Abstract In making weather and climate predictions, the goal is often not to predict the instantaneous, local value of temperature, wind speed, or rainfall; instead, the goal is often to predict these quantities after averaging in time and/or space-for example, over one day or one week. What is the impact of spatial and/or temporal averaging on forecasting skill?Here this question is investigated using simple stochastic models that can be solved exactly analytically. While the models are idealized, their exact solutions allow clear results that are not affected by errors from numerical simulations or from random sampling. As a model of time series of oscillatory weather fluctuations, the complex Ornstein-Uhlenbeck process is used. To furthermore investigate spatial averaging, the stochastic heat equation is used as an idealized spatiotemporal model for moisture and rainfall. Space averaging and time averaging are shown to have distinctly different impacts on prediction skill.

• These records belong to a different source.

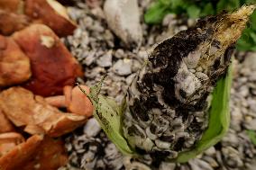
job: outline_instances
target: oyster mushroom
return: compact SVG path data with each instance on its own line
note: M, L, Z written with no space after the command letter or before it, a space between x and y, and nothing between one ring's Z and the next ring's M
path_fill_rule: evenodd
M82 76L78 62L57 35L46 25L32 24L12 36L31 60L31 79L23 86L35 94L62 94Z
M32 75L29 58L11 37L0 35L0 87L28 80Z
M34 22L44 23L59 36L68 36L77 28L68 15L67 9L55 0L25 0L24 13Z
M104 12L108 26L128 46L140 46L142 30L137 0L106 0Z
M84 124L87 116L64 113L48 104L44 98L22 87L11 87L0 94L0 109L16 126L30 134L59 137Z

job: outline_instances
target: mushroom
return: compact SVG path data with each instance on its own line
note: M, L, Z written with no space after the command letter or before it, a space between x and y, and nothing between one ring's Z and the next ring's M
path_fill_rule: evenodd
M17 127L30 134L59 137L84 124L88 116L64 113L39 95L23 87L11 87L0 94L0 109Z
M33 135L25 142L14 147L0 157L0 169L21 169L26 161L34 157L42 139L42 136Z
M1 0L0 9L11 13L22 13L23 0Z
M56 170L67 164L68 156L60 139L45 136L32 159L24 162L21 170Z
M87 94L89 87L80 85ZM90 100L83 92L76 86L72 88L69 85L64 87L64 95L50 96L46 98L46 102L56 107L66 107L69 112L78 115L89 117L93 112L93 105Z
M0 35L0 87L21 84L32 75L29 58L13 38Z
M32 78L23 86L35 94L61 94L83 75L81 66L46 25L32 24L13 38L31 59Z
M14 127L0 109L0 134L14 131Z
M48 25L60 37L72 34L77 28L67 9L55 0L25 0L24 13L34 22Z
M17 145L23 143L24 138L16 132L7 132L0 134L0 157L10 150L12 150Z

Spatial averaging leads to improved forecast skill, in line with some forms of basic intuition. Time averaging, on the other hand, is more subtle: it may either increase or decrease forecast skill. The subtle effects of time averaging are seen to arise from the relative definitions of the time averaging window and the lead time. These results should help in understanding and comparing forecasts with different temporal and spatial averaging windows.